Sketchbook: New Orleans
Word from: Shlomo
How deep does sorrow take root? how high can prayers fly?
I did this sketch after reading Dena's Poem (thanks to Mordy, who linked to it from the forum). I liked Dena's approach, but was feeling pretty much the opposite at the time, so I guess this image can serve as a counterpoint: We can feel the shock and awe of a heavenly assault, but we can also imagine a heaven in shared mourning, managing its parallel crisis.















3 Comments:
At 1:24 PM, Jake said…
I LOVE the idea of cross-medium interaction so much. You should totally dig deeper with it. Maybe we can think up an installation that combines poetry, visual art and music. I think it would be hot!
At 4:57 PM, dena said…
shlomo,
what i think is textually interesting about your piece is that in the creation story there's all this talk of upper and lower waters, which in the account of the biblical flood gets taken up. God opens the windows of the heavens and the springs of the deep, and your pictorial representation has hope also kind of springing from both directions. The midrash talks about how the rakia holds back the upper water from flooding the earth and the sand the lower water. It's just interesting to me how in a world based on mercy and not hostility, the waters, as it were, are not held by anything. You know? They aren't restrained at all, they're participating.

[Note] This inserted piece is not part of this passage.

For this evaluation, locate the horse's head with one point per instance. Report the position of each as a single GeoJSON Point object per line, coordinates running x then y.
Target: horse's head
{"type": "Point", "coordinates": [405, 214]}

My poem came from this place of discomfort with praising God for being "al mayim rabim" (on great waters) as if no water-disaster had just occurred. But a more Hassidic reading of that psalm, which would be in line with the spirit of your piece, would be to say that God is al mayim rabim, on multiple waters. On both the vengeful and merciful waters, on the waters of destruction and of hope. Although let's face it, that would be a much sappier poem....
At 7:50 PM, Shlomo said…
I agree Jake, I agree. I once did a whole drawing that sucked in a poem by Dena, "shechita/submission" and then spit it out again.
Dena, thanks for sharing the midrash! I think that it kinda segues with my depiction of multiple windows and multiple waves/tears. My intention was to allude to a divine beauracracy and multiplicty, where there are multiple ways of empathasizing with pain and a variety of paths, both direct and indirect, to reach reconciliation. And just to reiterate, I really did like your poem, and not just becasue it wasnt sappy. The discomfort you felt came through vividly, even while you seemed to be turning to the text first as a means for understanding.